Edna Griffin, known as the Rosa Parks of Iowa, has gained deserved attention over the years for her civil rights activism, especially for her role in the effort to desegregate the lunch counter at Katz Drug Store in Des Moines. Her actions resulted in a successful suit against the store under Iowa’s 1884 Civil Rights Act. At the Iowa Women’s Archives, where Griffin’s papers are held, visitors come in looking for her picture or hoping to glimpse her FBI file. Dr. Melissa Ford, Associate Professor of History at Slippery Rock University in Pennsylvania, wanted to dig deeper.
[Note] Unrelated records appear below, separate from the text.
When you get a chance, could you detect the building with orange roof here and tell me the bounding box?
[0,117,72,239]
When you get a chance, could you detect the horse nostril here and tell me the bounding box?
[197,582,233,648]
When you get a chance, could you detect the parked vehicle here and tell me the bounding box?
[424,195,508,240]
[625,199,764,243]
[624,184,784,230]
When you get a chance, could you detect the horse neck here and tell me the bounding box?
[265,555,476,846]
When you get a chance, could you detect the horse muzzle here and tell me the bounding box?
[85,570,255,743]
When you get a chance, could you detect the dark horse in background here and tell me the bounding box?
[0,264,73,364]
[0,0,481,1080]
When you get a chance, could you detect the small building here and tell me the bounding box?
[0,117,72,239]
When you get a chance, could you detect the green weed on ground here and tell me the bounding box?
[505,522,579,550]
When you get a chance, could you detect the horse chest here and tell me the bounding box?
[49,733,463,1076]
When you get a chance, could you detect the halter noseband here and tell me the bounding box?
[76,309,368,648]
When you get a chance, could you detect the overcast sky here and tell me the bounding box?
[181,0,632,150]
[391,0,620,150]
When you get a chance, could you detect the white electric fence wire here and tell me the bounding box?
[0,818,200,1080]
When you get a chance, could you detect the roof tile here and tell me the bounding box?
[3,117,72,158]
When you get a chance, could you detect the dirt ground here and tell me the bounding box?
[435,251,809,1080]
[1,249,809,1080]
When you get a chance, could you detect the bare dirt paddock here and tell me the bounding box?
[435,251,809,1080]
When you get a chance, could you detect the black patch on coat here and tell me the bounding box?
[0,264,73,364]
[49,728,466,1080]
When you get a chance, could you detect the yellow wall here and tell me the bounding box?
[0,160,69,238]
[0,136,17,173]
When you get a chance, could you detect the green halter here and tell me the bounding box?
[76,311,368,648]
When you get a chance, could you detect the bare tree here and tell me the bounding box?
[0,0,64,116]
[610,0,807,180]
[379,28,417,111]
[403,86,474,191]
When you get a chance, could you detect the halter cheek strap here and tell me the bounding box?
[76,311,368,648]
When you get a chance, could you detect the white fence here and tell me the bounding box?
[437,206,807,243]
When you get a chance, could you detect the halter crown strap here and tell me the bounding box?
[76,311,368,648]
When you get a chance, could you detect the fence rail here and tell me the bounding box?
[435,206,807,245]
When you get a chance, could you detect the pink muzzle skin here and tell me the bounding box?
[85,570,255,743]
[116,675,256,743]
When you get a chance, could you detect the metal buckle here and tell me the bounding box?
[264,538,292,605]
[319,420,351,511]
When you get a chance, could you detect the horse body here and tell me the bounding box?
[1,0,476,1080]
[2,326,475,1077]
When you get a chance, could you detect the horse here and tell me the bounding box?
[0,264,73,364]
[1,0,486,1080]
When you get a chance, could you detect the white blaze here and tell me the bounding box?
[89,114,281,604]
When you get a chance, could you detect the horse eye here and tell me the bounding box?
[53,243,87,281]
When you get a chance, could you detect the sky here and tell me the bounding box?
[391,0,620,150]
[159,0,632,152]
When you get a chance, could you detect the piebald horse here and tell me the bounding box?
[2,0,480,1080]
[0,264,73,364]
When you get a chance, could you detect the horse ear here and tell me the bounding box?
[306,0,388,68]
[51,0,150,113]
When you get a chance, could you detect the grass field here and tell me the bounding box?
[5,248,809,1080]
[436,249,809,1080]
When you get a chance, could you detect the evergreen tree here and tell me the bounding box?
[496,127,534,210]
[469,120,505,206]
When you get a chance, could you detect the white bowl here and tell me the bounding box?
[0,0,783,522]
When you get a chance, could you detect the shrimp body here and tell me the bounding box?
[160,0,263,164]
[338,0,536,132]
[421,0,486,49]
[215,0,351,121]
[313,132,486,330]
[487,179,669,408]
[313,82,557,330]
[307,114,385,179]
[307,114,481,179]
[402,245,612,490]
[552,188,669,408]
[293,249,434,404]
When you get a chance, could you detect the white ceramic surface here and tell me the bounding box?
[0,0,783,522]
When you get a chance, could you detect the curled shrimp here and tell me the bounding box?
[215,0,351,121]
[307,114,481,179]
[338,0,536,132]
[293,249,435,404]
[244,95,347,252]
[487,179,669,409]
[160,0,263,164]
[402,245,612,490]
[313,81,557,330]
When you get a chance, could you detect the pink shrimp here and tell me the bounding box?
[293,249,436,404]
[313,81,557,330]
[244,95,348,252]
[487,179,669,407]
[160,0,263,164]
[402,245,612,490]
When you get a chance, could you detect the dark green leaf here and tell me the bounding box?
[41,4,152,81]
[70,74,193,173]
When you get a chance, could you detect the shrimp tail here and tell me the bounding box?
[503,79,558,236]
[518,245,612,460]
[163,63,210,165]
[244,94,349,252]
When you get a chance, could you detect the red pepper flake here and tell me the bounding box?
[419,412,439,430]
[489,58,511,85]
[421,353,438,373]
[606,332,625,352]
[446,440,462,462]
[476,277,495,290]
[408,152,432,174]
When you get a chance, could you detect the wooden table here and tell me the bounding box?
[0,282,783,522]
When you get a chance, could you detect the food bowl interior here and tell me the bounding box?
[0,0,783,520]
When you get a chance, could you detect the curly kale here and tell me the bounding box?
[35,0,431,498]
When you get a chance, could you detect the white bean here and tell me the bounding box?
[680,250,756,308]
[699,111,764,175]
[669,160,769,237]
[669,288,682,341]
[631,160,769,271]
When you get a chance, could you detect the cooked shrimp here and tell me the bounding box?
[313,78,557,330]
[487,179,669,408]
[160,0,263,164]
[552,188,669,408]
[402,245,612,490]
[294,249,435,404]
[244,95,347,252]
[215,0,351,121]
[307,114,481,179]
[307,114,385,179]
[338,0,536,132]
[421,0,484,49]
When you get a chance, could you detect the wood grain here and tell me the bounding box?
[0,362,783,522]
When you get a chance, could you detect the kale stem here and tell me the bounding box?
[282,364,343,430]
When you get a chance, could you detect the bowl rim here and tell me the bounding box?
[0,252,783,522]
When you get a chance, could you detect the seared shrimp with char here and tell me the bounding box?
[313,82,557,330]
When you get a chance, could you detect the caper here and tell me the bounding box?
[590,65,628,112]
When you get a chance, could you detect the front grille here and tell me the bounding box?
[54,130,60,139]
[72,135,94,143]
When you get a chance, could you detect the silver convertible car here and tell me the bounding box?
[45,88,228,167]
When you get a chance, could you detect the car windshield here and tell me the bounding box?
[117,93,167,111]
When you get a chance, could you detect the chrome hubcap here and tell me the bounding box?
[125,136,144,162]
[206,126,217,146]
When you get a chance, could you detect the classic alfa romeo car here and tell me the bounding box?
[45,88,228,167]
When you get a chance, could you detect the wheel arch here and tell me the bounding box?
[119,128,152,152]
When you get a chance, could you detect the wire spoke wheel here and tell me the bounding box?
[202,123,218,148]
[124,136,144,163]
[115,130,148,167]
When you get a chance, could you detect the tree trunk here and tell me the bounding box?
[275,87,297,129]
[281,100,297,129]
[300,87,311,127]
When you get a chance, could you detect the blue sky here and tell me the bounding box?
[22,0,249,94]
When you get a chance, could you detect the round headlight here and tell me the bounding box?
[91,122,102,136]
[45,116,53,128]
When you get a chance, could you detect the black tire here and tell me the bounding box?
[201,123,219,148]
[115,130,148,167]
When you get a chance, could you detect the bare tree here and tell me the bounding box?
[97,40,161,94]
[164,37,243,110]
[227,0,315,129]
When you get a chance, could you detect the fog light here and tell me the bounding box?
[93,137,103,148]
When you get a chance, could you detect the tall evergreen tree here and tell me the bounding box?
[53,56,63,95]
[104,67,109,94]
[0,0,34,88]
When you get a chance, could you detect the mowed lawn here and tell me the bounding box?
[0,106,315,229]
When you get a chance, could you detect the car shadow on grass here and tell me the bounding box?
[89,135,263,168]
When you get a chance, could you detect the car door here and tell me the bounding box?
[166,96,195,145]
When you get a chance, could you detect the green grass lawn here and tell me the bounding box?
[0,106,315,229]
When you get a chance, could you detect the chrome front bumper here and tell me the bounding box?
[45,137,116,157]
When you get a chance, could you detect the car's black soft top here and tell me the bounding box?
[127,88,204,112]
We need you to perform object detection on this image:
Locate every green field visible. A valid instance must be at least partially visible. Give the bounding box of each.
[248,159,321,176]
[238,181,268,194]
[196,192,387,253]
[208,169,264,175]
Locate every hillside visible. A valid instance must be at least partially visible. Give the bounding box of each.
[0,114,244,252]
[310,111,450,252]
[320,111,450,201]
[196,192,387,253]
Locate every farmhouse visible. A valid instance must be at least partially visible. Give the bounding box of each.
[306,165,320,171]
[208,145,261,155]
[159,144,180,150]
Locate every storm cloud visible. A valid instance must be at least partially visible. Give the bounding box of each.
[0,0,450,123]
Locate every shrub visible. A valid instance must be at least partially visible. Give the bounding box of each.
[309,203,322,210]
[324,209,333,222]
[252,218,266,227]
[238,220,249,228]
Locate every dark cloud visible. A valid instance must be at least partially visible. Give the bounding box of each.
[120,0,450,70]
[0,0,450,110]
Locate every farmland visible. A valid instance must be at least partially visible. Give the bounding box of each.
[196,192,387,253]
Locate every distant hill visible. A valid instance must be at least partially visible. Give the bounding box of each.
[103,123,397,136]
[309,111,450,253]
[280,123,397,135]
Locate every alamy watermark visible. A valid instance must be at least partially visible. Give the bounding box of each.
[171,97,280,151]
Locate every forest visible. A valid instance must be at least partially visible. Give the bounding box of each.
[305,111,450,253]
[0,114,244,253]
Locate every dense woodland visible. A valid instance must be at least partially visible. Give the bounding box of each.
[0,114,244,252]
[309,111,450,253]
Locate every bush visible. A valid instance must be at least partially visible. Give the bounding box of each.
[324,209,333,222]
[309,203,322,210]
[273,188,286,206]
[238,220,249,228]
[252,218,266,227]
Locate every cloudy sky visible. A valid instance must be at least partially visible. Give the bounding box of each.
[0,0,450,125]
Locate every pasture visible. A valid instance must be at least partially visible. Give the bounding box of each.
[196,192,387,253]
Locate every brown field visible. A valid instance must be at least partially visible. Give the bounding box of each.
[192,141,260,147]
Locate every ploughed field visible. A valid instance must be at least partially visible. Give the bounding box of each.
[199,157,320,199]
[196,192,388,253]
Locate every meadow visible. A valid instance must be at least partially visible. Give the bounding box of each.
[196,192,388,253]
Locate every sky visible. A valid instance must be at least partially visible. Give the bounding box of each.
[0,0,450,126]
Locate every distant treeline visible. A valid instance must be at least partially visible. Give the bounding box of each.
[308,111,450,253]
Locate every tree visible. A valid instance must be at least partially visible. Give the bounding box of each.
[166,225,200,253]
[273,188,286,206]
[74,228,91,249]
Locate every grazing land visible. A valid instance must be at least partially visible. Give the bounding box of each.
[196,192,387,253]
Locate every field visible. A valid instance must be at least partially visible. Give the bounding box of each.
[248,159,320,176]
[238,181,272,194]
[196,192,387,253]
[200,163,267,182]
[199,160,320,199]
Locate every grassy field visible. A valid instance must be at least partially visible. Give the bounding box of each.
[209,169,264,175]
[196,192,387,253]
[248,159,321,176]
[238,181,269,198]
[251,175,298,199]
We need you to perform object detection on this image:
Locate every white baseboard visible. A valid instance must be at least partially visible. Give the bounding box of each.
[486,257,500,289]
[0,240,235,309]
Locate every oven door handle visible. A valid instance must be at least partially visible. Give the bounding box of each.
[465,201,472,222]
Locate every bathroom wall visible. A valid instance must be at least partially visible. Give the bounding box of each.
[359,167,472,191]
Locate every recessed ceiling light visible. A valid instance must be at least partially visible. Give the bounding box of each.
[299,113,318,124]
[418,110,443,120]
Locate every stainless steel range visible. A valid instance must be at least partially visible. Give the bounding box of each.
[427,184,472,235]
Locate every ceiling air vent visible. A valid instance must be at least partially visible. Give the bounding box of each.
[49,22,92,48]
Dr. Ford is a scholar of Black American history and a recipient of the Linda and Richard Kerber Travel Grant, which assists scholars in traveling to Iowa City for their research. Ford’s research focuses on the intersections of race, gender, and class in the social movements of the Midwest. Her most recent book, A Brick and a Bible: Black Women’s Radical Activism in the Midwest During the Great Depression won the 2023 Illinois State Historical Society Certificate of Excellence. Building on her previous work, she plans to write a series of short biographies on Black activists entitled Their Examples Will Inspire Us: Five Black Communist Women. Edna Griffin will be one of the five.
Ford also knew of Griffin initially for her boycott of and suit against Katz Drug Store, but she also knew that her political activism went far beyond the boycott and into labor unions, peace activism, and organizations like the Progressive Party, which was the first political party in the United States to nominate a Black woman for Vice President.
During her time at IWA, Ford dug into the Edna Griffin papers and the Women’s International League for Peace and Freedom (Des Moines Chapter) records, to find out about Griffin before and after the famous State v. Katz case went to the Iowa Supreme court. Through a close reading of her FBI file, interview transcript, and Progressive Party materials, Ford found an activist who never tired. Even in the 1980s when she was over 70 years old, Griffin was arrested protesting nuclear weapons.
Ford says the sources she found in IWA and Special Collections & Archives were “immensely helpful” in contextualizing Griffin within Black Des Moines in the 1950s and the peace activism movement. But her favorite find the Archives was personal. Ford has a connection to Iowa. Her father had been politically active in Des Moines in the 1970s. While reading a newsletter from Griffin’s papers, she spotted the name of an organization he had been in and realized she and Edna Griffin were just a few “degrees of separation” away from each other!
We loved having Dr. Melissa Ford at the Archives and can’t wait to read her fresh and in-depth take on the life of Edna Griffin and four other Black woman activists!